True to her receptionist code of honor, she filled out a pink telephone message form and added it to a small stack. “Look,” she said when she realized I was still there, outside the cutout square, “this is a really bad time.”
“Oh, my, I can see that. So if you’ll simply pass over the Rolodex, I’ll take a peek and be on my way.”
“I’d have to check first,” she said without interest. “You’ll have to wait.”
My smile muscles ached. “I could understand if I were selling anything. Or if I looked like a terrorist. But I’m an English teacher, trying to help a kid.” I wondered if saying
kid
had hurt my chances.
“I certainly don’t know why he told you to go to his house when he was coming here.” Her smooth voice had a tendency to squeak now and then, as if she had sanded it down but missed spots.
“Here?” I thought he was among the missing and had been for years.
“Already is, so whyn’t you take a seat?” She returned to her computer screen, which blinked with various heights of orange columns. “Take a seat,” she said. “He’ll be out any second.”
“He told me to pick it up at his house, so maybe he left it there, and…” I sounded unbearably feeble, but I was plumb out of ideas.
“Young people are unpredictable, if you know what I mean. Why don’t you leave the material if you don’t want to wait?”
“No, no. He was leaving something for me.” The lie had outlived its usefulness, and so had this place. “Okay,” I said. “I’ll give Hugh a call later.” I hoped that saved face. “We’ll work it out.”
“Please don’t bother phoning me again,” she said in clipped, exasperated tones. “I cannot provide the requested information.”
“Not you. Hugh.”
She stared.
“Hugh,” I repeated, treating the first syllable like a hurricane. “Hhhugh. The name. With an
h.
Hugh Teller.”
“Who?”
“Hugh!” I cleared my throat and took a deep breath. “His son. The person you just said was in the office with him.”
“I never!” We might have gone on forever playing Hugh’s on First, but Teller’s office door opened and Wynn Teller, tall and solid, held the door for a young man and woman who shared his height, blocky build, and fair coloring. Their large, definite features were similar—especially their unhappy cast.

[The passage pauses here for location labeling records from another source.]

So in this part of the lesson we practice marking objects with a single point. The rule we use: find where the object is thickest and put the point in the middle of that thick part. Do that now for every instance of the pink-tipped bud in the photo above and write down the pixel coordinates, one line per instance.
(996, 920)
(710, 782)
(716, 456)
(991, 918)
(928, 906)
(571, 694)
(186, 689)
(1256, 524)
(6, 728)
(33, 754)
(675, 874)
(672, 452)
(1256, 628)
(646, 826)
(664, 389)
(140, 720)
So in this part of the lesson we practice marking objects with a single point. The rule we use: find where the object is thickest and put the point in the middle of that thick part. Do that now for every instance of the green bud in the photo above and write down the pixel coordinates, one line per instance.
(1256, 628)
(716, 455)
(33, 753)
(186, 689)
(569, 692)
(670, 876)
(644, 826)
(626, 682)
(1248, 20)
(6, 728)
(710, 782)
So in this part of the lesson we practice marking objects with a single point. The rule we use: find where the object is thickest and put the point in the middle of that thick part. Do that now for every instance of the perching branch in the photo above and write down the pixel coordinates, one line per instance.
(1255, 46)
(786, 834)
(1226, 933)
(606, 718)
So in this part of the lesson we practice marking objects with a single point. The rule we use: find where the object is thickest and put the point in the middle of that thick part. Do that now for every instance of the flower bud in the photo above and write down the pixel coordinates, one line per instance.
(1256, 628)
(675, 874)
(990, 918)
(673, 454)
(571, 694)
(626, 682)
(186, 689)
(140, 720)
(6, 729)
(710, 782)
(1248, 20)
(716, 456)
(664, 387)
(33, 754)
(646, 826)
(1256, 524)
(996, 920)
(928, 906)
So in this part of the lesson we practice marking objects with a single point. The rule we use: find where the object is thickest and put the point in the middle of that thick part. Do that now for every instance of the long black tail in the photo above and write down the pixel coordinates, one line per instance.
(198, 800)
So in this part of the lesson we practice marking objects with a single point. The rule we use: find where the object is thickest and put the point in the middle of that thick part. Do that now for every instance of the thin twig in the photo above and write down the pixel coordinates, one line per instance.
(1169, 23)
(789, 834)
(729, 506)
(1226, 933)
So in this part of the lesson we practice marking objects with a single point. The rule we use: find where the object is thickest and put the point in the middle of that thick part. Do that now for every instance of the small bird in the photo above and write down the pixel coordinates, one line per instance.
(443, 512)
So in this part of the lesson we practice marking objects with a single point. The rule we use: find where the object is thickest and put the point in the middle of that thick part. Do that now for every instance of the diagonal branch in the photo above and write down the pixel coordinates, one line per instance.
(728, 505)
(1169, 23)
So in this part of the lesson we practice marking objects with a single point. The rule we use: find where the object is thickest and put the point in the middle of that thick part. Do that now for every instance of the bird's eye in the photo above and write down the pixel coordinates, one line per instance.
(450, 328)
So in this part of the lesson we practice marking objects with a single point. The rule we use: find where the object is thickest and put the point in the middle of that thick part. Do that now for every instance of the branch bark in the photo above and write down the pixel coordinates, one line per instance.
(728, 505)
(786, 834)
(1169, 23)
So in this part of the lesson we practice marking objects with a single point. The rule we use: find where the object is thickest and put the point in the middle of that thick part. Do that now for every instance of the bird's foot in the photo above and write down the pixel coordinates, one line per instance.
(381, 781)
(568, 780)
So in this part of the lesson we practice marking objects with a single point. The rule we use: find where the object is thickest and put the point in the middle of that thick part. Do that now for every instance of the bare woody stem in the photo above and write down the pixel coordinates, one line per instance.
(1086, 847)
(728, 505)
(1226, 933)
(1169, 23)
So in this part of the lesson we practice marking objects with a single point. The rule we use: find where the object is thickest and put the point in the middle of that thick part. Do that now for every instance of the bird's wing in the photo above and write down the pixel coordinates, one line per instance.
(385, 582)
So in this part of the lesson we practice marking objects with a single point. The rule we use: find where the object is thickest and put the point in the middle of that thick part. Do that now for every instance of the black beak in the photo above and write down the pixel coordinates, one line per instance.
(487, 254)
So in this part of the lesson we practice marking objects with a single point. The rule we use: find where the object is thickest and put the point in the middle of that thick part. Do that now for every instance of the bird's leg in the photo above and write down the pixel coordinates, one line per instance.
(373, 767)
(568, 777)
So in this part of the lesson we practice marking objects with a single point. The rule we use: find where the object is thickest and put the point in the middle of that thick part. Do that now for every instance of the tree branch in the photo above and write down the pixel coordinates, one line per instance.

“This woman wants to see you,” Glenda said.
“No, no.” This young man was nothing like Hugh—too old, too fair, wrong-featured.
“Miss Pepper,” Wynn Teller said. “I’m surprised and delighted to have you return so quickly. Does this mean you’re going to join TLC’s staff soon, I sincerely hope?”
“Miss Pepper says she was Adam’s English teacher. She’s here about his college applications?” Glenda sounded suspicious and ingratiating, as if the king would reward her for unearthing my duplicity.
“No I didn’t,” I said.
The fair young man looked down at me. “I’m Adam Teller.” He smiled hopefully.
“And I’m Eve Wholeperson,” the young woman snapped. “Adam’s sister. We’re twins.” She was what the kids at school called an
organic
:
unornamented and dressed in layers of wrinkled dun, as if both color and irons were politically incorrect. She was aesthetically out of synch with her twin, who wore penny loafers and a blue blazer. “Bad enough living in a phallocentric society,” she said. “I won’t tolerate a patronymic as well.”
I didn’t have time for fem-babble, so I smiled as unencouragingly as I could.
“I’m afraid I don’t remember you,” Adam said, ignoring his sister. “Although I’ll bet it was tenth grade, right?”
“There’s some confusion,” I said. “I didn’t mean…look, I’ll be toddling along.”
“But what was it you wanted?” Wynn Teller could have posed for the spirit of honest, compassionate concern.
What I wanted was to pull his lapel jackets and tell him I knew the bully who lived below the smart tailoring. I settled instead for not arousing suspicion because what I also wanted was to get Lydia to a shelter without alerting him. I didn’t want Wynn terrorizing me, or even suspecting a linkage.